Gov. Palin acted ethically in firing Walt Monegan because Monegan was a threat to the citizens of Alaska. He destabilized the government with his repeated insubordination to Gov. Palin. Since his repeated insubordination made the government less efficient and sabotaged the government it was ethical for Gov. Palin to fire him in order to better serve the citizens of Alaska.
There is much evidence of Monegan's insubordination. For example:
12/9/07: Monegan holds a press conference with Hollis French to push his own budget plan.
1/29/08: Palin’s staffers have to rework their procedures to keep Monegan from bypassing normal channels for budget requests.
February 2008: Monegan publicly releases a letter he wrote to Palin supporting a project she vetoed.
June 26, 2008: Monegan bypassed the governor’s office entirely and contacted Alaska’s Congressional delegation to gain funding for a project.
Since Monegan obstructed the government by being openly hostile to the governor and causing disorder he was a danger to the people of Alaska and thus his termination was in the public's interest. Therefore, I disagree with Stephen Branchflower's belief that Gov. Palin acted unethically in firing Monegan. Branch flower alleges that Gov. Palin violated the following code:
The legislature reaffirms that each public officer holds office as a public trust, and any effort to benefit a personal or financial interest through official action is a violation of that trust-Alaska Statute 39.52.110(a).
Palin did not benefit financially by firing Monegan, so Branchflower has stated that she fired Monegan for personal reasons saying that Monegan's refusal to fire Trooper Wooten "was likely a contributing factor to his termination." Yet it doesn't matter that Monegan refused to fire Wooten (who abused Palin's family) because whether he did or didn't doesn't change the fact that he is guilty of insubordination which is an ethical reason to fire him.
Branchflower is implying that because Gov. Palin might possibly have a personal reason to fire Monegan that it was unethical to fire Monegan for a legitimate reason. That's like saying because a restaurant owner might have a personal reason to remove someone from their restaurant that they don't have a legitimate reason to remove the person if that person gets in a drunken brawl and destroys the restaurant owner's property. Whether or not the restaurant owner has a personal reason to remove the drunken man, that doesn't change the fact that legally they have the right to remove anyone who is causing a disturbance by being drunk and disorderly.
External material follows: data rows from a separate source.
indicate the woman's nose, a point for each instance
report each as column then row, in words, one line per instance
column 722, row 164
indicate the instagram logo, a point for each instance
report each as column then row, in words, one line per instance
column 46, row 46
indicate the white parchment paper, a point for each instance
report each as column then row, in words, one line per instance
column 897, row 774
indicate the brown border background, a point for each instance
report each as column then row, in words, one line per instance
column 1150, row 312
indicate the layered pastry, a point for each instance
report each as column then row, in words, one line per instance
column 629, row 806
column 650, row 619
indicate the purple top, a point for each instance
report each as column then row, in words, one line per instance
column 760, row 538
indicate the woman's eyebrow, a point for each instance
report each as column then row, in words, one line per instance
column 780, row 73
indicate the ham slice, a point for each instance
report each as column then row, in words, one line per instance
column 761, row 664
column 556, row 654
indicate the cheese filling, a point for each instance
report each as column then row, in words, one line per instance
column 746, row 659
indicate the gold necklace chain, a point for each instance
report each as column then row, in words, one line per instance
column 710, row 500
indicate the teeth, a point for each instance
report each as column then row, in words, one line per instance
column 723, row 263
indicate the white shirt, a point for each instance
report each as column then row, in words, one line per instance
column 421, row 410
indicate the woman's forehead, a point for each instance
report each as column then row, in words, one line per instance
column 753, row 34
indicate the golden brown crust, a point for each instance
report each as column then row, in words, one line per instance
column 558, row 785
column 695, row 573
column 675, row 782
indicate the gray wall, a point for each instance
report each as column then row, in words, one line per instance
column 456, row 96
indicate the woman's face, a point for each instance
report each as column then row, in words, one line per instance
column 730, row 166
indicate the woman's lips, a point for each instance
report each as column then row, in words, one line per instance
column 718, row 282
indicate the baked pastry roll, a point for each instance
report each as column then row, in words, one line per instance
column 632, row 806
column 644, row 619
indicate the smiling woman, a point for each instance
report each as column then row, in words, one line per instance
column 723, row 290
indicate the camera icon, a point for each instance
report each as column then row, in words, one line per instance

Likewise, wether or not Gov. Palin had a personal reason to not want to work with Monegan does not change the fact that he was guilty of insubordination and that insubordination is a legitimate reason for Gov. Palin to fire him. That is why I disagree with Stephen Branchflower's conclusion in his Report To The Legislative Council. I trust that Gov. Palin knows which members of her cabinet are doing their job and which members are not doing their job. She reviewed Monegan's performance, concluded that he did not fulfill his duties, and relieved him of his duties. Because she is a public servant, Gov. Palin has the obligation to hire people who would benefit the public and fire people who harm the public. Monegan's disorderly behavior was a threat to the public, thus Gov. Palin benefited the public by firing him.
I wonder if Branchflower was blinded by sexism. Our society is sexist. Men have much more power than women and sexist people think that men deserve to have more power than women. Thus, people with sexist beliefs try to prevent women from exercising power in order to prevent women from achieving gender equality. Branchflower condemned Gov. Palin for allegedly misusing her power, when in fact she used her power wisely in a way that benefited the public. Although Branchflower had to admit that Gov. Palin's decision to fire Monegan was a "proper and lawful exercise of her constitutional and statutory authority to hire and fire executive branch department heads." Nevertheless, he condemned her use of power even though clearly she used that power to benefit the public which is her job duty.